Women’s "natural right" to be society’s slave

Law professor Shari Motro proposes “Preglimony” — the codified responsibility of a male involved in the conception of a fetus to contribute financially to the mother’s well-being while she is pregnant.

The problem is that under current law, most states frame men’s pregnancy-related obligations as an element of child support or as part of a parentage order, which generally kicks in only after the birth of a child and is limited to medical expenses. Until and unless the pregnancy produces a child, any costs associated with it are regarded as the woman’s responsibility.

YUP.

Migrant Mother, Dorothea Lange, 1936

But we need more than to institute such societal expectation as a matter of law with regard to pregnancy. And we need to look much deeper than fiscal support when we consider the responsibilities of procreating men.
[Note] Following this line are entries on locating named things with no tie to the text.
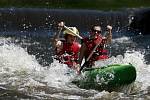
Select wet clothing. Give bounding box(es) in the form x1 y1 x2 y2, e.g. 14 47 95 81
56 41 81 67
83 35 108 67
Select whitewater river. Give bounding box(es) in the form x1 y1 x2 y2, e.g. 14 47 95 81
0 8 150 100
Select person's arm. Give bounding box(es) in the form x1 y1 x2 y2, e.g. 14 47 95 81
79 43 87 65
53 22 64 48
106 25 112 44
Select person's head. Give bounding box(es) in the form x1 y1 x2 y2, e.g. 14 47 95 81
63 27 79 43
90 25 102 38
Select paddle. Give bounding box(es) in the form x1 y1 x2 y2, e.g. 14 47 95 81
64 25 83 39
79 37 101 72
79 25 112 72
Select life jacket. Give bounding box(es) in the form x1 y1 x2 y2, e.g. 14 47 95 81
83 35 108 63
57 41 81 67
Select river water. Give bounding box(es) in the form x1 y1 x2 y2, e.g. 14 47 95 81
0 8 150 100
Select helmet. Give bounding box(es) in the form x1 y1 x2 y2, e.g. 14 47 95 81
63 27 79 36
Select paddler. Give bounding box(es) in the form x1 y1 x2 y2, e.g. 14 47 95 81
76 25 112 70
54 22 81 68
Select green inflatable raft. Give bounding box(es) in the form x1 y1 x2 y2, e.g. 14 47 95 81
73 64 136 91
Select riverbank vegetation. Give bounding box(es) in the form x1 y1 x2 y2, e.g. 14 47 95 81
0 0 150 10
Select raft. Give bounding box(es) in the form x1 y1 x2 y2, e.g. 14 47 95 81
73 64 136 91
We need to rewrite the laws that stipulate that default custody of offspring born “out of wedlock” (isn’t wedlock such a strange word?!), goes to the woman. WHY? When a single mother is unable to care for her children with some level of stability they are taken from her; when she goes completely off the deep end and throws her baby in the dumpster, she is arrested. Does all this happen in one day? No, the problem perhaps started before the child was born, and the safety and well-being of the child is at risk prior to the day that he or she is abandoned or abused.

So where was the child’s father during this period of escalating disorder in the child’s life? Even if he pays his child support (which so many get away with not paying), why does the father have no custodial responsibility to help raise the child, to check in on the child, to offer the mother some relief in the duties of child-rearing, to intervene before tragedy happens? Why is the father not also arrested when a child is abused, after he completely ignored his child’s welfare during a developing situation?
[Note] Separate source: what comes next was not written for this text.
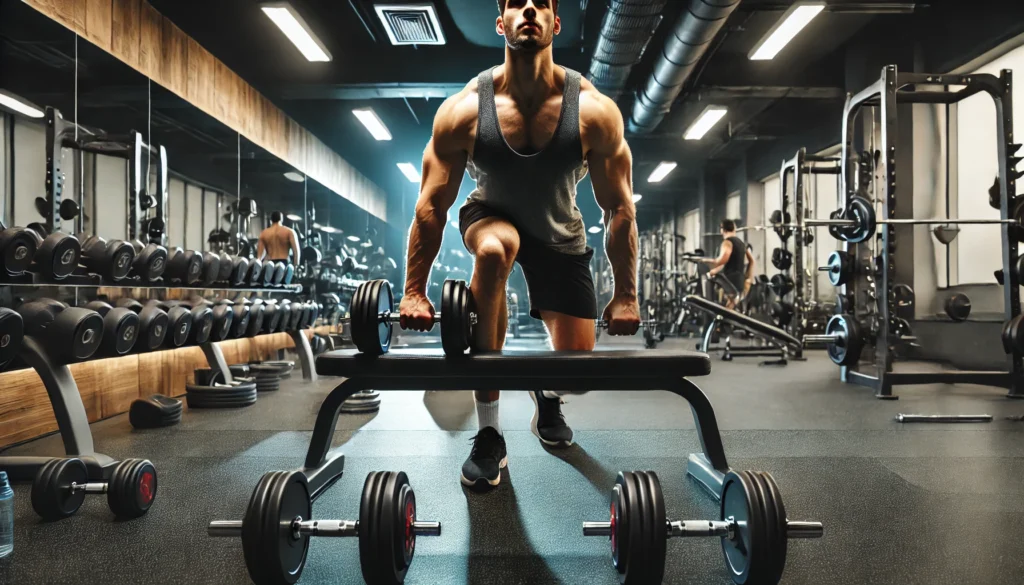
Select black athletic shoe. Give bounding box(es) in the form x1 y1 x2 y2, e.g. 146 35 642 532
529 390 572 447
462 426 508 487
The answer to “why” is codified in our laws. It is beyond reason that, for the simple fact of the absence of a marriage certificate, 100% of the responsibility for rearing a child lands on the female and 0% lands on the male apart from “child support” … unless he proactively seeks some level of custody. Unless he decides that he would like to share the responsibilities that go so much farther than economic burden, he is free to walk away.
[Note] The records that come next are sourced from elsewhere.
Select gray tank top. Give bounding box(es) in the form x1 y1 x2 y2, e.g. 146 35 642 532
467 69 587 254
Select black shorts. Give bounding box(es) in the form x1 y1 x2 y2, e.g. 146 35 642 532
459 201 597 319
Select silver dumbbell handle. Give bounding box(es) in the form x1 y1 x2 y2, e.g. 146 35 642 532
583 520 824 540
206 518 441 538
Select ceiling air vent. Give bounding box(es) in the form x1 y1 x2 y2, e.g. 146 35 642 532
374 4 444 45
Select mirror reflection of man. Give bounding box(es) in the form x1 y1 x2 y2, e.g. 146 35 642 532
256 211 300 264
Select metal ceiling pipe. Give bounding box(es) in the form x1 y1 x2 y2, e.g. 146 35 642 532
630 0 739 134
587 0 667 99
A quick web search on “child custody laws unmarried” turns up a page on LegalMatch that summarizes the way our laws stick it to women with regard to the duties of child rearing, while disguising that solo burden as a “right” (emphasis added here):

The unmarried mother is presumed to have the primary or natural right to custody of children born when she is not married.  Therefore, she has the legal right to custody, care, and control over the child and her rights are superior to those of the father or any other person.

“Her rights are superior” my ass! Where is her right to take a break, to have the father rear the child so she can go to college or take a job on the other coast or just have a frickin’ week off? “Rights” are something we may or may not choose to exercise. Yes, in some cases, a child might be better off with limited or no contact with their father, and in such a case the mother ought by default to enjoy full control over the child’s welfare. But where does the law speak to an unmarried mother who perhaps is not interested in rearing the child, or simply needs the father to share in everything from taking time off from work when a child is sick or to taking kids to the dentist, to teaching the kid how to ride a bike, or running all the errands involved in ensuring a child is fed, clothed and equipped with necessities?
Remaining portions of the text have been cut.